Paul Harris will be missed for his quiet, yet formidable, decades-long leadership of the Bass section. He was deeply committed to the power and impact of the NJSO’s music in the lives of people of all ages and backgrounds. His colleagues within the orchestra will remember his gentle strength, his ever-present ear plugs, and his frequent quips from “The Godfather.”

Read Paul's obituary


The Star-Ledger has praised NJSO Principal Bassist PAUL HARRIS as “a joy to hear and behold.” Harris has been Principal Bassist of the NJSO for 22 years. His professional performing career includes solo appearances with the NJSO, Stamford Chamber Orchestra and Bachanalia Chamber Orchestra; performances and international tours with the New York Philharmonic under Bernstein, Boulez and Mehta and solo and chamber collaborations with such notables as Erick Friedman, Arnold Steinhardt and a bevy of international competition medalists. His performance of Giovanni Bottesini’s Grand Duo Concertante for Violin and Contrabass with Friedman received rousing acclaim at the International F.A.M.E. Festival in Princeton.

In the popular genre, Harris has recorded for Paramount and Universal Pictures, recorded with Frank Sinatra, Tony Bennett and Michael Jackson and toured the United States with Luther Vandross.

As an artistic mentor, Harris has served on the faculties of international festivals, was professor at Rutgers University’s Mason Gross School of the Arts for many years and has lectured for the Graduate Orchestral Studies Forum at the Manhattan School of Music. He has a strong reputation as an instrumental auditions coach, having assisted high-level musicians on various instruments in acquiring front-stand positions in orchestras in the United States and abroad.

Harris’ life in music began at home in Dayton, Ohio, hearing his mother, Wanda Parsons Harris, performing as a pianist with the Dayton Philharmonic Orchestra and on local concert series. His father, Paul Harris Jr., was also very musical.
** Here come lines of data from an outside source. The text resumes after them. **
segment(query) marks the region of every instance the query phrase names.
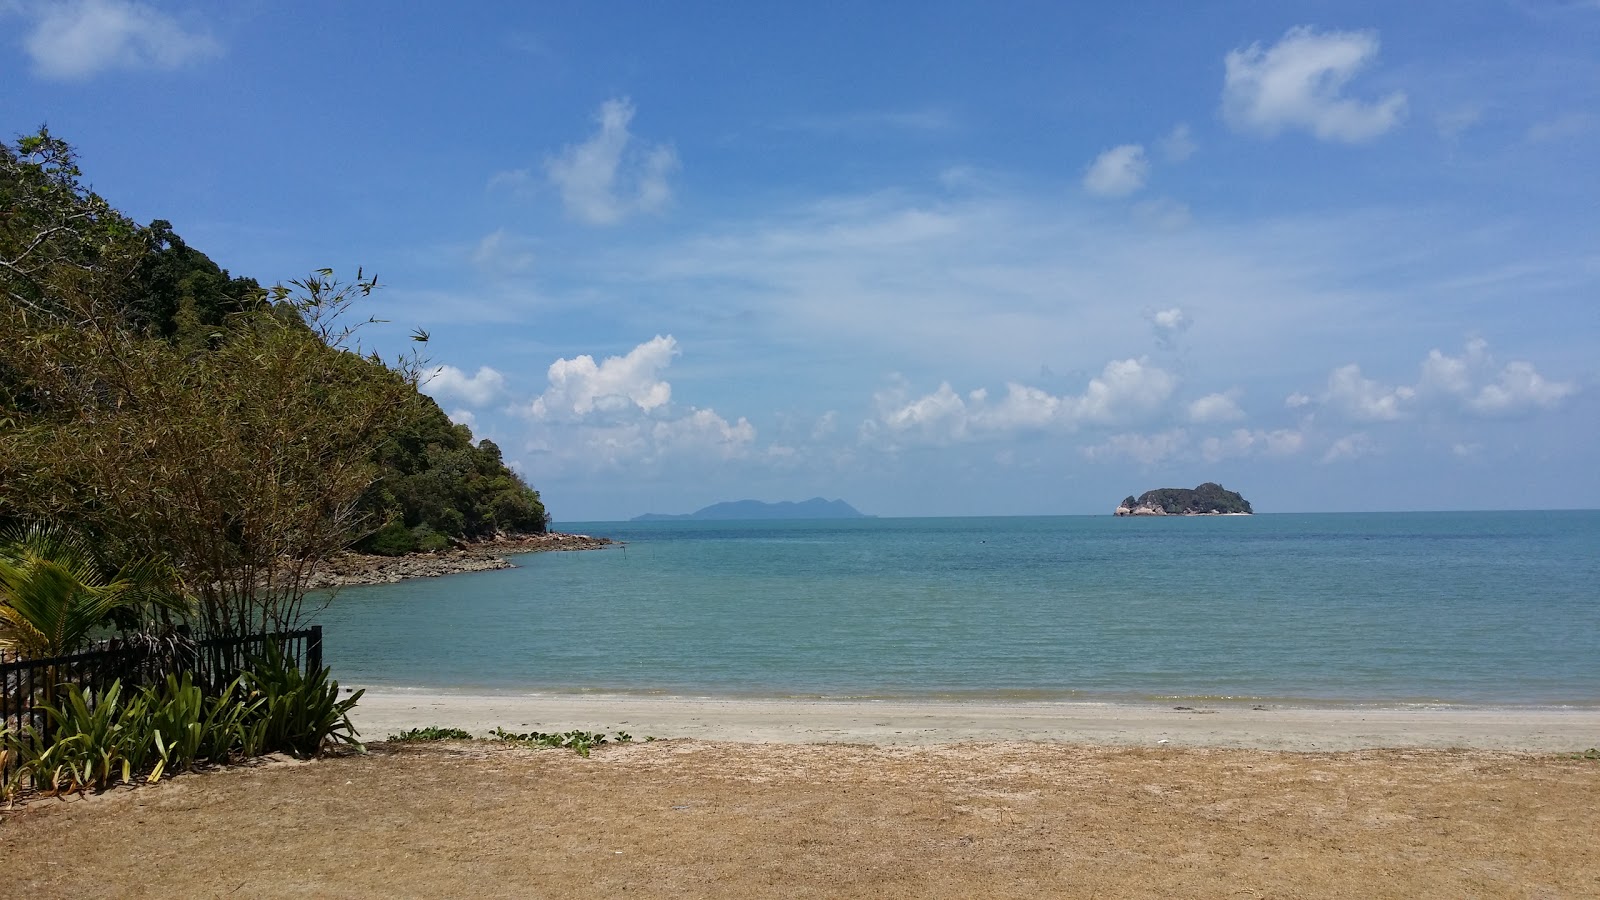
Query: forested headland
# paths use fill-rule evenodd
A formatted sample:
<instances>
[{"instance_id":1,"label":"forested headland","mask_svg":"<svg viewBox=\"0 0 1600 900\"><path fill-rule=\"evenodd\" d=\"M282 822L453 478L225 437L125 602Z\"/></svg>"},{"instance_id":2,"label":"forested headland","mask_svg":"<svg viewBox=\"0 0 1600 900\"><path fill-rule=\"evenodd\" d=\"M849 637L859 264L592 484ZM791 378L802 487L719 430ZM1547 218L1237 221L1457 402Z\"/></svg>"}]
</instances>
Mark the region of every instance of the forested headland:
<instances>
[{"instance_id":1,"label":"forested headland","mask_svg":"<svg viewBox=\"0 0 1600 900\"><path fill-rule=\"evenodd\" d=\"M280 624L345 550L542 533L537 491L361 342L378 288L263 287L141 225L41 130L0 145L0 530L160 559L207 630Z\"/></svg>"}]
</instances>

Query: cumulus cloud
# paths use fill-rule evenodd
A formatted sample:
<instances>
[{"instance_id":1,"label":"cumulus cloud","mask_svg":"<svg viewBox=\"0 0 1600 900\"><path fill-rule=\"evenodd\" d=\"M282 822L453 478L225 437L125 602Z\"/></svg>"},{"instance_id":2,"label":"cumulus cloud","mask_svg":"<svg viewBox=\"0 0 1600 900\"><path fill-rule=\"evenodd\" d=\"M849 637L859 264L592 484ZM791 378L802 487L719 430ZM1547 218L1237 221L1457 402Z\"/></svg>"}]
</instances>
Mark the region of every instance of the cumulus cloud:
<instances>
[{"instance_id":1,"label":"cumulus cloud","mask_svg":"<svg viewBox=\"0 0 1600 900\"><path fill-rule=\"evenodd\" d=\"M715 410L690 408L676 417L555 424L527 449L543 457L546 468L631 470L740 459L755 440L755 426L743 417L729 422Z\"/></svg>"},{"instance_id":2,"label":"cumulus cloud","mask_svg":"<svg viewBox=\"0 0 1600 900\"><path fill-rule=\"evenodd\" d=\"M1206 462L1247 456L1293 456L1305 449L1305 445L1305 433L1295 429L1252 431L1236 428L1225 436L1208 437L1201 441L1200 455Z\"/></svg>"},{"instance_id":3,"label":"cumulus cloud","mask_svg":"<svg viewBox=\"0 0 1600 900\"><path fill-rule=\"evenodd\" d=\"M677 151L636 141L628 130L633 115L627 99L607 100L595 114L593 137L545 161L567 214L580 222L613 225L634 213L659 212L672 200Z\"/></svg>"},{"instance_id":4,"label":"cumulus cloud","mask_svg":"<svg viewBox=\"0 0 1600 900\"><path fill-rule=\"evenodd\" d=\"M1192 324L1194 321L1177 306L1159 309L1150 314L1150 325L1162 334L1179 334L1188 331Z\"/></svg>"},{"instance_id":5,"label":"cumulus cloud","mask_svg":"<svg viewBox=\"0 0 1600 900\"><path fill-rule=\"evenodd\" d=\"M1327 452L1322 454L1322 461L1324 463L1343 462L1360 459L1363 456L1371 456L1377 452L1378 445L1372 440L1371 436L1364 431L1358 431L1355 434L1347 434L1334 441L1328 447Z\"/></svg>"},{"instance_id":6,"label":"cumulus cloud","mask_svg":"<svg viewBox=\"0 0 1600 900\"><path fill-rule=\"evenodd\" d=\"M1189 441L1189 433L1182 428L1158 434L1114 434L1104 441L1083 448L1083 456L1090 462L1120 462L1131 459L1141 465L1153 466L1181 454Z\"/></svg>"},{"instance_id":7,"label":"cumulus cloud","mask_svg":"<svg viewBox=\"0 0 1600 900\"><path fill-rule=\"evenodd\" d=\"M658 421L651 430L661 450L711 452L723 459L742 455L756 439L755 426L746 419L729 422L711 409L694 409L681 418Z\"/></svg>"},{"instance_id":8,"label":"cumulus cloud","mask_svg":"<svg viewBox=\"0 0 1600 900\"><path fill-rule=\"evenodd\" d=\"M1371 101L1345 96L1350 80L1377 56L1372 32L1306 26L1289 29L1271 47L1234 50L1224 61L1223 117L1237 130L1268 137L1302 128L1323 140L1371 140L1406 112L1400 91Z\"/></svg>"},{"instance_id":9,"label":"cumulus cloud","mask_svg":"<svg viewBox=\"0 0 1600 900\"><path fill-rule=\"evenodd\" d=\"M1416 396L1415 388L1380 384L1351 363L1328 376L1323 402L1357 422L1393 422L1407 415Z\"/></svg>"},{"instance_id":10,"label":"cumulus cloud","mask_svg":"<svg viewBox=\"0 0 1600 900\"><path fill-rule=\"evenodd\" d=\"M1488 342L1468 341L1460 355L1433 349L1423 359L1412 385L1387 385L1362 374L1351 363L1328 376L1321 402L1356 422L1393 422L1423 409L1454 410L1473 416L1509 417L1557 409L1578 392L1571 382L1551 381L1530 362L1498 366ZM1313 402L1292 394L1289 405Z\"/></svg>"},{"instance_id":11,"label":"cumulus cloud","mask_svg":"<svg viewBox=\"0 0 1600 900\"><path fill-rule=\"evenodd\" d=\"M43 78L79 81L112 69L177 69L218 56L203 30L133 0L70 0L19 6L33 19L22 41Z\"/></svg>"},{"instance_id":12,"label":"cumulus cloud","mask_svg":"<svg viewBox=\"0 0 1600 900\"><path fill-rule=\"evenodd\" d=\"M1244 418L1239 408L1238 392L1207 394L1189 404L1189 421L1197 425L1215 422L1237 422Z\"/></svg>"},{"instance_id":13,"label":"cumulus cloud","mask_svg":"<svg viewBox=\"0 0 1600 900\"><path fill-rule=\"evenodd\" d=\"M639 409L650 412L672 399L672 385L661 373L678 355L678 342L656 335L624 356L601 362L583 354L550 364L550 386L534 398L534 418L577 418L595 411Z\"/></svg>"},{"instance_id":14,"label":"cumulus cloud","mask_svg":"<svg viewBox=\"0 0 1600 900\"><path fill-rule=\"evenodd\" d=\"M423 373L418 388L435 400L487 406L505 392L506 378L488 366L480 366L475 375L468 375L455 366L435 366ZM455 419L454 413L451 418Z\"/></svg>"},{"instance_id":15,"label":"cumulus cloud","mask_svg":"<svg viewBox=\"0 0 1600 900\"><path fill-rule=\"evenodd\" d=\"M671 335L657 335L600 362L584 354L551 363L548 387L521 409L534 435L524 449L549 466L583 470L750 456L756 429L748 419L672 403L661 376L678 353Z\"/></svg>"},{"instance_id":16,"label":"cumulus cloud","mask_svg":"<svg viewBox=\"0 0 1600 900\"><path fill-rule=\"evenodd\" d=\"M1500 370L1497 381L1467 398L1467 407L1486 416L1514 416L1555 409L1577 390L1573 384L1546 380L1532 363L1511 362Z\"/></svg>"},{"instance_id":17,"label":"cumulus cloud","mask_svg":"<svg viewBox=\"0 0 1600 900\"><path fill-rule=\"evenodd\" d=\"M1019 432L1073 430L1116 425L1149 416L1164 406L1177 378L1146 359L1114 360L1091 379L1081 394L1057 396L1015 382L991 398L979 388L958 394L949 383L931 394L910 397L904 384L877 395L878 417L863 437L891 441L915 439L945 444Z\"/></svg>"},{"instance_id":18,"label":"cumulus cloud","mask_svg":"<svg viewBox=\"0 0 1600 900\"><path fill-rule=\"evenodd\" d=\"M1149 175L1144 147L1123 144L1095 157L1083 174L1083 189L1099 197L1124 197L1144 187Z\"/></svg>"}]
</instances>

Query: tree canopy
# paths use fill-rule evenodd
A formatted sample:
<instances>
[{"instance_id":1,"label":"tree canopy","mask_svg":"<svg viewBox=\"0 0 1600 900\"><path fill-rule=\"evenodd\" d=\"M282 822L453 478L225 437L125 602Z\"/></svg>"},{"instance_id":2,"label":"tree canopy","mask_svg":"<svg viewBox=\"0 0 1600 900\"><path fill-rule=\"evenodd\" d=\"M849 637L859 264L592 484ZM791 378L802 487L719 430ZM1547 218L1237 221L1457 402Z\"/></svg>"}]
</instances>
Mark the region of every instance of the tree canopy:
<instances>
[{"instance_id":1,"label":"tree canopy","mask_svg":"<svg viewBox=\"0 0 1600 900\"><path fill-rule=\"evenodd\" d=\"M420 357L362 352L375 278L263 289L80 179L48 131L0 145L0 525L169 559L230 633L292 624L318 564L375 535L544 530L499 449L418 393Z\"/></svg>"}]
</instances>

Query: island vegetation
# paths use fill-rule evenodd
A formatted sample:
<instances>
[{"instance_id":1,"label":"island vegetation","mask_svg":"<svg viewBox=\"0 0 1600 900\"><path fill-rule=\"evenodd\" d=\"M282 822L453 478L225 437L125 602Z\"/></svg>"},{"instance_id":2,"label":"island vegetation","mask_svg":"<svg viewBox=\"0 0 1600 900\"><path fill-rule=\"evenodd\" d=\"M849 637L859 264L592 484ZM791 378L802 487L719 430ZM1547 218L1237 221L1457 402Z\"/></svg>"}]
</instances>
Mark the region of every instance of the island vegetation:
<instances>
[{"instance_id":1,"label":"island vegetation","mask_svg":"<svg viewBox=\"0 0 1600 900\"><path fill-rule=\"evenodd\" d=\"M843 500L824 500L812 497L796 503L784 500L764 503L760 500L730 500L713 503L692 513L645 513L634 516L635 522L673 521L729 521L736 519L864 519L868 518Z\"/></svg>"},{"instance_id":2,"label":"island vegetation","mask_svg":"<svg viewBox=\"0 0 1600 900\"><path fill-rule=\"evenodd\" d=\"M1215 482L1189 488L1158 488L1129 496L1117 507L1119 516L1250 515L1250 501Z\"/></svg>"},{"instance_id":3,"label":"island vegetation","mask_svg":"<svg viewBox=\"0 0 1600 900\"><path fill-rule=\"evenodd\" d=\"M419 392L427 335L363 345L378 286L236 277L96 194L48 130L0 144L0 662L112 636L176 679L40 673L0 720L0 788L353 740L355 697L259 637L304 623L318 571L547 530L499 448ZM184 681L205 641L255 649Z\"/></svg>"}]
</instances>

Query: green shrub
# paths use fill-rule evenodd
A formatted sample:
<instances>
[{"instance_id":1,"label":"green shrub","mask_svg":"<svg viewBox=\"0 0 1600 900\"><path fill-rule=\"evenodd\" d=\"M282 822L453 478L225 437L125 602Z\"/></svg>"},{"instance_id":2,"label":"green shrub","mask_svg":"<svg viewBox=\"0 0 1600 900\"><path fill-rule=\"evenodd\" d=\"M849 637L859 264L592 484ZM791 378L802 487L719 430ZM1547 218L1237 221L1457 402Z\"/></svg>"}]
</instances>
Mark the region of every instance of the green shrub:
<instances>
[{"instance_id":1,"label":"green shrub","mask_svg":"<svg viewBox=\"0 0 1600 900\"><path fill-rule=\"evenodd\" d=\"M66 685L57 704L39 707L48 729L0 731L0 798L13 799L24 779L46 793L101 791L275 751L304 758L330 743L359 748L349 714L362 692L341 700L326 667L302 674L267 647L214 696L187 672L132 693L120 681L98 693Z\"/></svg>"},{"instance_id":2,"label":"green shrub","mask_svg":"<svg viewBox=\"0 0 1600 900\"><path fill-rule=\"evenodd\" d=\"M378 556L404 556L417 549L417 539L406 523L396 519L378 529L362 549Z\"/></svg>"},{"instance_id":3,"label":"green shrub","mask_svg":"<svg viewBox=\"0 0 1600 900\"><path fill-rule=\"evenodd\" d=\"M450 539L426 525L418 525L411 529L411 537L416 541L416 548L421 553L438 553L440 550L450 549Z\"/></svg>"},{"instance_id":4,"label":"green shrub","mask_svg":"<svg viewBox=\"0 0 1600 900\"><path fill-rule=\"evenodd\" d=\"M245 717L245 744L257 752L281 750L304 759L330 743L361 749L350 710L366 691L339 699L339 683L326 666L309 676L273 643L250 663L242 677L246 700L254 702Z\"/></svg>"}]
</instances>

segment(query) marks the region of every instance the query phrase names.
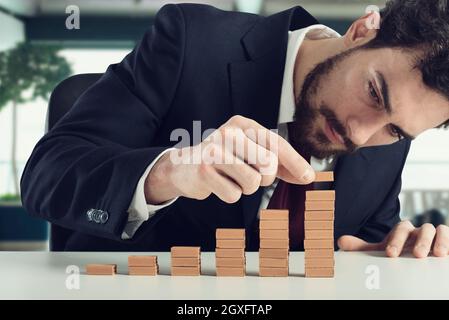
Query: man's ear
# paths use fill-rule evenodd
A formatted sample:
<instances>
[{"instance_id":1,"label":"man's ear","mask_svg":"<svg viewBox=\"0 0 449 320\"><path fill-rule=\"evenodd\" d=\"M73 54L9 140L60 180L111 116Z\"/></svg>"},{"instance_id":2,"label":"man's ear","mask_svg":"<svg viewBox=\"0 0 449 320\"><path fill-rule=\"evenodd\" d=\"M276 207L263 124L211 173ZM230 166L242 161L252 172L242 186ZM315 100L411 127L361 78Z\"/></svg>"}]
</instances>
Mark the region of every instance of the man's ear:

Harris’ studies in bass began with Irene Niehous at the Dayton Philharmonic Orchestra. He was soon a scholarship pupil of former Cincinnati Symphony principal Barry Green at the University of Cincinnati College Conservatory of Music, and he became a full scholarship pupil of David Perlman, former Cleveland Orchestra principal, at the Cleveland Institute of Music, from which he received the Alumni Achievement Award for Professional Excellence.

Harris performs on a rare 1649 Amati Contrabass, one of only four in the world by the famed maker. His extramusical interests include bodybuilding, long walks, Shakespeare plays, Wagner operas and the writings of Nietzsche, Wittgenstein and Kant.

Question & Answer

How long have you been with the NJSO?
I became Principal Bass in 1990. I had spent two years after the Cleveland Institute playing with the New York Philharmonic, and while I was freelancing after that, I subbed for an NJSO summer concert. I felt such a connection with [then-Music Director] Thomas Michalak, and he came up to me to tell me the Orchestra was holding bass auditions. I took it as fate.

What inspired you to start playing the bass?
Music is in my family. My mom is an excellent pianist who played with the Dayton Philharmonic. My father also played piano, and he loved pop music. We would go to symphony concerts all the time. I started playing cello in fourth grade, and I worked dutifully at it. I loved all orchestral instruments, but as long as someone else was playing them!

Then, one day, I was in a music shop and saw a bass in the corner—I was fascinated by the depth and sound of the instrument. The owner showed me how to put the rosin on the bow, and he let me play it. I played the A string, and the way the sound went through my body … I said, “I want this. Now.” I swore to my parents I’d practice, and 10 days later (the longest 10 days of my life!) I took it home.

After my first lesson, I tuned and un-tuned it, I stood in front of the mirror with it, mesmerized by every stroke. I practiced every day. At my next lesson, my teacher was very amused! She said, “I think he’s going to do this.”

Do you have any favorite NJSO memories?
There are concerts that stand out. Pictures at an Exhibition with [former Music Director Thomas] Michalek gave me shivers—there were some truly sublime moments in that performance. For me, every concert is an event, something that we put so much preparation and dedication into. My fascination with playing music is exactly the same as it was when I was 16, so every day, I feel the same thrill I felt when I played that first bass string in that music shop.

What do you do when you’re not playing with the NJSO?
I’m on the board of directors for Shakespeare NYC. I give an opening lecture on King Lear, and occasionally I host “talk-backs” after plays. I have entire scenes from plays memorized. Through the years, I’ve spent hundreds of hours with his plays as a hobby—I can’t imagine what it’s like to be bored! I’ve also been a weight-training buff; I started training in 1980.